Mr Harriss - Would you consider moving to the Huon?
Mr FINCH - Do you need me down there?
Mr Harriss - Yes.
Mr FINCH - But, Mr President, we must not neglect the other issues connected with improving our major roads. Parts of the West Tamar Highway and many other roads in the State are not pedestrian friendly. For example, there is growing public concern over safe ways for pedestrians to cross the West Tamar Highway in the Riverside area where four schools are located very close to the highway and traffic is fast and confusing in some places, such as the turn-in to the Riverside supermarket and shopping complex. The Riverside High School is seriously concerned about traffic conditions at the school entrance. That is at the intersection of Brownfield Lane and the West Tamar Highway. The school contacted the department of main roads and, as a result, grade 9 and grade 10 students collected and analysed traffic data so that students could play a role in looking at possible solutions.

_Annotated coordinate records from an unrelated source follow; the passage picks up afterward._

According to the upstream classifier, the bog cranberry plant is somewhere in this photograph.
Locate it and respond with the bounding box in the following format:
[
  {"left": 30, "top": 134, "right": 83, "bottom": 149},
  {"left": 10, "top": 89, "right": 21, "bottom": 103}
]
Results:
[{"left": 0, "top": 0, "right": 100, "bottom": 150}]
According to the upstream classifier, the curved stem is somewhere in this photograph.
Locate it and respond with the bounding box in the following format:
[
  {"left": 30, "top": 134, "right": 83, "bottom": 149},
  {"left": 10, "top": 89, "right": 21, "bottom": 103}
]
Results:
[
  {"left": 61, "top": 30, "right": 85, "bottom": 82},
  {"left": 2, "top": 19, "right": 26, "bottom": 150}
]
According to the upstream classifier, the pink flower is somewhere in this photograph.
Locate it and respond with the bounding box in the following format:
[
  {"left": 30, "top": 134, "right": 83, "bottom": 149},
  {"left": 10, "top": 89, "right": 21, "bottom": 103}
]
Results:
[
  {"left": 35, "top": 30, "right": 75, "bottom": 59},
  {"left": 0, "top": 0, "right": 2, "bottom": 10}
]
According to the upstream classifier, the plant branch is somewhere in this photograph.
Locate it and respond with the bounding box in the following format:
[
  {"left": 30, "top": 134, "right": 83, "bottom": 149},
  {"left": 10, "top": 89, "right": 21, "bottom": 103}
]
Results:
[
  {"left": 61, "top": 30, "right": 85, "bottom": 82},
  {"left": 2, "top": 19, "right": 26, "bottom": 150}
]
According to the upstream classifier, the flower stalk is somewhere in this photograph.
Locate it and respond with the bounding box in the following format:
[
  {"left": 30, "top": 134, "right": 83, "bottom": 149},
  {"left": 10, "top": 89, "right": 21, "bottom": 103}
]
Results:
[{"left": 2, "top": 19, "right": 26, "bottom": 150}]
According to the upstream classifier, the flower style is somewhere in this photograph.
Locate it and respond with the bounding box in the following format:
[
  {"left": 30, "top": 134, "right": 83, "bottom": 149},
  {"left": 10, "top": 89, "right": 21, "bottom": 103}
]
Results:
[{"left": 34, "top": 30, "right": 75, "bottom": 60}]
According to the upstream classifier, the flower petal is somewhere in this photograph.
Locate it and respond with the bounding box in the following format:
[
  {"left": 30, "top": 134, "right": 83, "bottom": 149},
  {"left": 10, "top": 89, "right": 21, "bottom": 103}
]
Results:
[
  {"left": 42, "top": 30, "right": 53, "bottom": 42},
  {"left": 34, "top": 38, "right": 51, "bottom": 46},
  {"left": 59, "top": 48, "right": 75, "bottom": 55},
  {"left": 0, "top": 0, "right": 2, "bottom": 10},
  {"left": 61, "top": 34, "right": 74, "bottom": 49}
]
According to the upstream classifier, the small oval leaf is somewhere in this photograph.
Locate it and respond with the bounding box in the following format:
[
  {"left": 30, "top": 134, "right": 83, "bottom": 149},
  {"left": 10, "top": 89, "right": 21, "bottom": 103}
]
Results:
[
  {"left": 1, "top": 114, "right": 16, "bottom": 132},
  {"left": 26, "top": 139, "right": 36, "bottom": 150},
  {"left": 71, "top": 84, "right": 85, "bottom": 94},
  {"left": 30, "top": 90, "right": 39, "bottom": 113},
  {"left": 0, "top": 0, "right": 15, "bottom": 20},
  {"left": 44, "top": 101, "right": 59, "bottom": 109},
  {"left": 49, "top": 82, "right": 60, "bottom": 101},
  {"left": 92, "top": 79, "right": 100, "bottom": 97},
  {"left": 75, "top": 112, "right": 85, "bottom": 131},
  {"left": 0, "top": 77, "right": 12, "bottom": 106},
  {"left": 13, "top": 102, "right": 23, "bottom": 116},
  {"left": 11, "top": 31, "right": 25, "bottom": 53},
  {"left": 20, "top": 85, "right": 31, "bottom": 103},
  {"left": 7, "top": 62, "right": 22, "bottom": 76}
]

This is a clear demonstration, Mr President, that road planning and improvement is not just for efficient movement of traffic from one place to another, but also about the safety and convenience of people living in areas through which the main roads pass, and these residents need their own transport and communication networks linking into the arteries. The arteries are important, Mr President, but so are the veins. We neglect the veins, Mr President, at our peril. We need the walkways, cycle tracks and the traffic-free public spaces to hold communities together. This is, of course, the role of local government with input from the communities themselves but careful planning is needed and I suggest this should involve the State as well as the local government. With good coordination public spaces can be connected by cycleways and walkways in communities and they can link into other communities' public spaces and non-vehicle networks. We have the cult of the car, the so-called big box retailing and the growing community indifference of many who think that the Internet and their own families are the only social interaction that they need.
These things are going to poison our communities. We need public spaces for people to meet, to talk, to sit, relax, stroll, play, eat, recreate. And we need to link them all with paths and cycleways as well as the traffic routes. Of course, these public spaces have to be good enough to attract people.
There are numerous examples of revitalised public spaces bringing a renaissance to local retailing and other business. You can take, for example, the wonderful waterfront Strand development in Townsville. The council says there that the Strand development has brought nearly $230 million into the local community, created more than 2 000 full-time jobs as well as producing a strong sense of community and pride.
There are many other examples where planning for public spaces and links between them which do not involve cars have been a boon for communities. I think locally of Ulverstone and Devonport with their wonderful waterfronts. But we are seeing it starting to happen in Melbourne, in Sydney, and there are many European examples like Copenhagen, Lyon and Barcelona.
I suggest that this approach is becoming very important to Launceston. But it is not just for the cities. Public spaces to promote community are just as important for towns and regional areas like much of my electorate of the West Tamar. Mr President, I gently challenge my colleagues in this House to promote or further promote the concept of attractive public spaces and non-vehicle routes in their own electorates. I am convinced that if they do, they will enhance their communities, they will promote health and fitness and they will attract tourism.
I warn members that this a barrow I shall be pushing even further.